¿El fin de la era privada para OpenAI?
Si pensabas que el drama en el mundo de la inteligencia artificial ya había alcanzado su punto máximo, agárrate, porque esto apenas comienza. En Tantita Tinta hemos seguido de cerca cada paso de los gigantes tecnológicos y hoy nos despertamos con la noticia de que OpenAI, los padres de la criatura que cambió nuestra forma de redactar correos y hacer tareas —sí, el famoso ChatGPT—, ha presentado de manera confidencial los papeles para cotizar en la Bolsa de Valores.
¿Qué significa esto en cristiano? Que Sam Altman y su equipo están preparando el terreno para dejar de ser una entidad cerrada y abrir sus libros al público. Según lo que se ha filtrado, el plan es trabajar de la mano con los pesos pesados de Goldman Sachs y Morgan Stanley para intentar hacer sonar la campana en Wall Street tan pronto como este mismo otoño.
Dinero, estrategia y un mercado que no perdona
No es un secreto que la IA es un negocio que consume efectivo como si no hubiera un mañana. Para que te des una idea del tamaño del lío, OpenAI le confesó a sus inversionistas que planean gastar unos 12 billones de pesos mexicanos (600 mil millones de dólares) en pura infraestructura de IA para el año 2030. ¿La razón? Necesitan chips, muchos chips, y centros de datos que funcionen a toda marcha para no quedarse atrás en la carrera contra titanes como Google y Anthropic.
Aunque la empresa ha dicho que todavía están evaluando si este es el momento exacto, la realidad es que el mercado está hirviendo. Anthropic, su principal dolor de cabeza, también hizo lo propio presentando sus documentos para salir a Bolsa, elevando las apuestas. En una reciente ronda de financiación, los creadores de Claude incluso superaron a OpenAI en valoración, alcanzando los 19.3 billones de pesos (965 mil millones de dólares).

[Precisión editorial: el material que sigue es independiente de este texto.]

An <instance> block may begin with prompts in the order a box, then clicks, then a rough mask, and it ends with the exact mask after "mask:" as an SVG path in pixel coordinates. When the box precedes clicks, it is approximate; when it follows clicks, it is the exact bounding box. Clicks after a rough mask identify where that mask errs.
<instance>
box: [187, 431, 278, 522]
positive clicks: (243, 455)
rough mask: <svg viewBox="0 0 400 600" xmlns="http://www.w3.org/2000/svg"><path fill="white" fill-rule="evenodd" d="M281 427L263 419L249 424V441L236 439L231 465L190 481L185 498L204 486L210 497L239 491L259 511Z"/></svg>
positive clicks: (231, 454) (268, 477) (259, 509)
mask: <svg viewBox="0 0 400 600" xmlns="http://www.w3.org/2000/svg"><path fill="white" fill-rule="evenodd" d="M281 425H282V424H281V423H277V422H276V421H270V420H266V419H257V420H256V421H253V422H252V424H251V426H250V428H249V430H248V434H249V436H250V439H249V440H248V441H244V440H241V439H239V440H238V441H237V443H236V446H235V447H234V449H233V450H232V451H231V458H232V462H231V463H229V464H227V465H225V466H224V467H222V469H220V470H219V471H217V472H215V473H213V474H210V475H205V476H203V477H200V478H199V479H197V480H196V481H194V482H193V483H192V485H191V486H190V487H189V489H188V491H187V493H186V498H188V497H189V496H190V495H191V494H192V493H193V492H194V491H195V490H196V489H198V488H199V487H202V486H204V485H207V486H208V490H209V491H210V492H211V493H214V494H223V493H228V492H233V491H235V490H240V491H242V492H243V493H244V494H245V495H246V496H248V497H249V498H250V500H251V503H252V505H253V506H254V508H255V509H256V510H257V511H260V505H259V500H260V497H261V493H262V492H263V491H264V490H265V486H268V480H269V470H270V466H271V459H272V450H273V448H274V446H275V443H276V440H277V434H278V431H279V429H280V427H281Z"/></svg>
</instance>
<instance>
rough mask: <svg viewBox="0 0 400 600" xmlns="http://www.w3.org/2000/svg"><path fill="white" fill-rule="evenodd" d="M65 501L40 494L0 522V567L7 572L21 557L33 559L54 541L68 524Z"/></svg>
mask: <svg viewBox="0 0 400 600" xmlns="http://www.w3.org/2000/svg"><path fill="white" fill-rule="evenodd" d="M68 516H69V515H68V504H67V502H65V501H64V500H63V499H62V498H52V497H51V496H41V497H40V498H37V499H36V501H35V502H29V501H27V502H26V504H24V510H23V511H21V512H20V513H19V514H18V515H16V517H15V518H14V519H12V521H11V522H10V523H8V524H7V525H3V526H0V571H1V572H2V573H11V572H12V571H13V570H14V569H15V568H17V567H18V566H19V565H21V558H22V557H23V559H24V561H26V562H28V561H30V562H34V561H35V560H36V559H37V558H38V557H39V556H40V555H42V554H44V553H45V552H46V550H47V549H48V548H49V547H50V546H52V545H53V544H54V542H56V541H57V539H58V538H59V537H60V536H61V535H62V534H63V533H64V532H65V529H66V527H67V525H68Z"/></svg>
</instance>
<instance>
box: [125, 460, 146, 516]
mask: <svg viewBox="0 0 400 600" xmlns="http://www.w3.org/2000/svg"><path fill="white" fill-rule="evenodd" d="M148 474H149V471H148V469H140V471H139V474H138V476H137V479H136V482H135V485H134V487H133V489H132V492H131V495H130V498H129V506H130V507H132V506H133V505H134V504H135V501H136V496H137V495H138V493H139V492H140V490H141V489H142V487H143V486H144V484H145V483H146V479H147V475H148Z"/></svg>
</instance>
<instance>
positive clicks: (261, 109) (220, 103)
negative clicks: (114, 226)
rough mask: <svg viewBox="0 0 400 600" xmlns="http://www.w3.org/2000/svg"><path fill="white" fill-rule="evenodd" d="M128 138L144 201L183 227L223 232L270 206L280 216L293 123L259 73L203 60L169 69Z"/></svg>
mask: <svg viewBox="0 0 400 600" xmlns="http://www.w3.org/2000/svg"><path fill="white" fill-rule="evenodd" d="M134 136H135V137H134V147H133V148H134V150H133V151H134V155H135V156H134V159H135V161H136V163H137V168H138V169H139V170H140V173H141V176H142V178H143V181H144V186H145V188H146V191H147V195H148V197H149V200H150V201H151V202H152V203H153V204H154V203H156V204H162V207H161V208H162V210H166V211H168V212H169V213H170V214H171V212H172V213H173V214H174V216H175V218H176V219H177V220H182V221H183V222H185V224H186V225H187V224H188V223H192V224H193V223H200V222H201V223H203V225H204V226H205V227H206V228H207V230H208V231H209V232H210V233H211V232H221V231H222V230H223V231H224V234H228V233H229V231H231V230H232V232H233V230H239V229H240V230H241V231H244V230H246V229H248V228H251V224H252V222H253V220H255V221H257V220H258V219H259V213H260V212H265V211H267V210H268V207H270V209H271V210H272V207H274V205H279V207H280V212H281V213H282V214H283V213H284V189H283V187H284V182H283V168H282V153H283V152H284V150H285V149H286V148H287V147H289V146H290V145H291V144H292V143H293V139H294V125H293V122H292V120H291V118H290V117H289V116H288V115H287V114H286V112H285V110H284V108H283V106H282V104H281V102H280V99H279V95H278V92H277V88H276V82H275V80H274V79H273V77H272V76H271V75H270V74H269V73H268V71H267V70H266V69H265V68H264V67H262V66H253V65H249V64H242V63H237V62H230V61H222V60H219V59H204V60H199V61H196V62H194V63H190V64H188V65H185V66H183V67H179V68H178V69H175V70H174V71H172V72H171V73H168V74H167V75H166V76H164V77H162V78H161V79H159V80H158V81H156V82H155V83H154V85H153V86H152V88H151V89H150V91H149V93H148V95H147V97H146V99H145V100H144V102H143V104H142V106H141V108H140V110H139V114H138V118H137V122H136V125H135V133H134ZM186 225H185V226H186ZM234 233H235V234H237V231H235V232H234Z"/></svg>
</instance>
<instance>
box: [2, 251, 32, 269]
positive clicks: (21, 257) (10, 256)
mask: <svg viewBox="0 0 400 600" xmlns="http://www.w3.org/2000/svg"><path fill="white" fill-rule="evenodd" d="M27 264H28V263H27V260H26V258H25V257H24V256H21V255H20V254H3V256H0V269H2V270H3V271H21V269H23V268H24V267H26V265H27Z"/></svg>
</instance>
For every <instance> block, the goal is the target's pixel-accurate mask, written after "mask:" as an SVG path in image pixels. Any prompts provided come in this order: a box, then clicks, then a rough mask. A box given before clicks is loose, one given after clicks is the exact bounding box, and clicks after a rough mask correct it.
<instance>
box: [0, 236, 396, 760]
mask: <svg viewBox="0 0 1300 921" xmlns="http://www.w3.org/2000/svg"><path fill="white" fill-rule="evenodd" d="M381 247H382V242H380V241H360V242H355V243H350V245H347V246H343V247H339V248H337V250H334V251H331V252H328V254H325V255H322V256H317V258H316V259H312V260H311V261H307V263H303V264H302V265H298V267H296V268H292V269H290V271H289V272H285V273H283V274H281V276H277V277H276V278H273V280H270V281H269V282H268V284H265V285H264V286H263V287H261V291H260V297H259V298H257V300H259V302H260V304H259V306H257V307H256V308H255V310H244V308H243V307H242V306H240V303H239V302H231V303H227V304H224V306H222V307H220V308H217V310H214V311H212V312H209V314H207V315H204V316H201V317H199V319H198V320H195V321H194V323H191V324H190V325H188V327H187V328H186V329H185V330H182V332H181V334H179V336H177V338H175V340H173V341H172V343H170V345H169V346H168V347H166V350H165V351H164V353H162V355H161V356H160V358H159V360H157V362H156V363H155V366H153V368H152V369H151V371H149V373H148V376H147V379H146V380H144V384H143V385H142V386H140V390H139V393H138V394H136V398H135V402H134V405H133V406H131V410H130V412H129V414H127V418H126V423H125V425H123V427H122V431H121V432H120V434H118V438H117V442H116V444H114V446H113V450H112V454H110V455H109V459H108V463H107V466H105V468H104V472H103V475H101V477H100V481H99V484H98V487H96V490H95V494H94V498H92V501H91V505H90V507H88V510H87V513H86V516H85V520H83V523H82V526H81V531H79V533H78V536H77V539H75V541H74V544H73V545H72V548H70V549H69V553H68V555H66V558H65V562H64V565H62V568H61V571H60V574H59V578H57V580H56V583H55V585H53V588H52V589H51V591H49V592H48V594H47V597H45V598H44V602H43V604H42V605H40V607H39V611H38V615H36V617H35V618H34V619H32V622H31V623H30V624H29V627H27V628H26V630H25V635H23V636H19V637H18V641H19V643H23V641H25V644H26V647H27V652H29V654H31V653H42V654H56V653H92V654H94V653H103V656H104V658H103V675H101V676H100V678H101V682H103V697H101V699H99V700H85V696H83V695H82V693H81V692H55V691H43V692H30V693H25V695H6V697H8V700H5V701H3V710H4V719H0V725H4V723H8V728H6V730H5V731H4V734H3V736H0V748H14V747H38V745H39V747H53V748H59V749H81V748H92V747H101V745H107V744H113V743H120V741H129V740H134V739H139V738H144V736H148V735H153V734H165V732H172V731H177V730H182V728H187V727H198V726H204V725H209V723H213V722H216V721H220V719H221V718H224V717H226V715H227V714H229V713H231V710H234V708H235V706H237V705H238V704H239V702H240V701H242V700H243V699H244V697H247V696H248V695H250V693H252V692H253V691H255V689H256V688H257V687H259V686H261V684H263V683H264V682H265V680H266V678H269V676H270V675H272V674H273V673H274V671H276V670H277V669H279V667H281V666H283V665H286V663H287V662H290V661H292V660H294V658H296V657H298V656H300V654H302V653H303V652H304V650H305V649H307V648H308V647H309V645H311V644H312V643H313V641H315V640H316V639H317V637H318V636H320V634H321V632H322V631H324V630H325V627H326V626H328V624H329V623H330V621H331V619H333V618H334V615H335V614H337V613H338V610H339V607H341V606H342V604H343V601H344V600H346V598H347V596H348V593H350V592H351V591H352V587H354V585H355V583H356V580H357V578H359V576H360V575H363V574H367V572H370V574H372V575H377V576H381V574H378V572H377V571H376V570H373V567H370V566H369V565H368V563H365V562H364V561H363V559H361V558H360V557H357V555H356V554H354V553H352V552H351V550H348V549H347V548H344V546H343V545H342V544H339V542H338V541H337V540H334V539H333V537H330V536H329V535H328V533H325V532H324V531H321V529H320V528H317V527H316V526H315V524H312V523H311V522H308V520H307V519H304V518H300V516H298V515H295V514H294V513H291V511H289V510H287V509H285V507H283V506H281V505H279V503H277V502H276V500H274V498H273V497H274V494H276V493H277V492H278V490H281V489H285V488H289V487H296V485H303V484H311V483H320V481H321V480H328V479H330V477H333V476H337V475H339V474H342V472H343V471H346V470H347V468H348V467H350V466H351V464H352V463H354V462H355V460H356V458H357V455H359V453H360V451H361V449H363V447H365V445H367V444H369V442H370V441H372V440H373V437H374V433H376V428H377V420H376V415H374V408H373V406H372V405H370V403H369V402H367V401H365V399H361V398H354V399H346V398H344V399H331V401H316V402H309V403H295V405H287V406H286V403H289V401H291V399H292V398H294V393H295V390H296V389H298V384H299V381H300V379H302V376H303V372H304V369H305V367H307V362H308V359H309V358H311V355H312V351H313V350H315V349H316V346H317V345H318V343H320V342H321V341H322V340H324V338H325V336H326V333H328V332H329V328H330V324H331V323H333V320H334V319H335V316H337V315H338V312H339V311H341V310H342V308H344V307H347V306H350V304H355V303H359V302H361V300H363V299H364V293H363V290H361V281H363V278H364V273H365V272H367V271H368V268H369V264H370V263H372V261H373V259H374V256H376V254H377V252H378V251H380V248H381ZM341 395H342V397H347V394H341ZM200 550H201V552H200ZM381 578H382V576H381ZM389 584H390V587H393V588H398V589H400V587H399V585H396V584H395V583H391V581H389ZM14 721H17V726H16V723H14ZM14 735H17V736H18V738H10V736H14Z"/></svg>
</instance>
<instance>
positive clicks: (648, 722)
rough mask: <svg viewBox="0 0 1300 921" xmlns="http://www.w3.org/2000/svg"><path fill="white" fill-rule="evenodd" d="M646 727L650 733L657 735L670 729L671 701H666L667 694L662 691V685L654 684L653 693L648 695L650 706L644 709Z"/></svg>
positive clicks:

El factor Musk: Un ring más allá de la demanda
Aquí es donde la cosa se pone interesante. Si OpenAI decide saltar a los mercados públicos, se verá las caras con su antiguo socio, Elon Musk. Con SpaceX apuntando a una valoración cercana a los 36 billones de pesos (1.8 billones de dólares), el escenario bursátil se perfila como un nuevo round en la pelea entre Altman y Musk. Ya no se trata solo de quién tiene el mejor chatbot, sino de qué empresa dominará el mercado financiero global.
Para nosotros en Tantita Tinta, esto plantea una pregunta clave: ¿Logrará OpenAI mantener su misión original de crear IA para el beneficio de la humanidad una vez que los accionistas empiecen a exigir resultados trimestrales? La presión es real: la empresa ha enfrentado salidas de ejecutivos clave y un crecimiento que, aunque explosivo, no siempre ha cumplido con las metas internas tan ambiciosas que se trazaron.
¿Qué viene para los empleados?
Antes de que todo el público pueda comprar acciones, se dice que OpenAI está cocinando una oferta para sus empleados. La idea es darles algo de liquidez, permitiéndoles vender sus acciones antes de que la empresa se vuelva pública. Un movimiento inteligente para mantener a raya el talento en una industria donde la fuga de cerebros está a la orden del día.
Seguiremos muy al pendiente de los movimientos de Altman. Por ahora, el mensaje es claro: el futuro de la IA ya no es solo una cuestión de código, es una batalla de capitales. Y tú, ¿invertirías en la inteligencia artificial si tuvieras la oportunidad?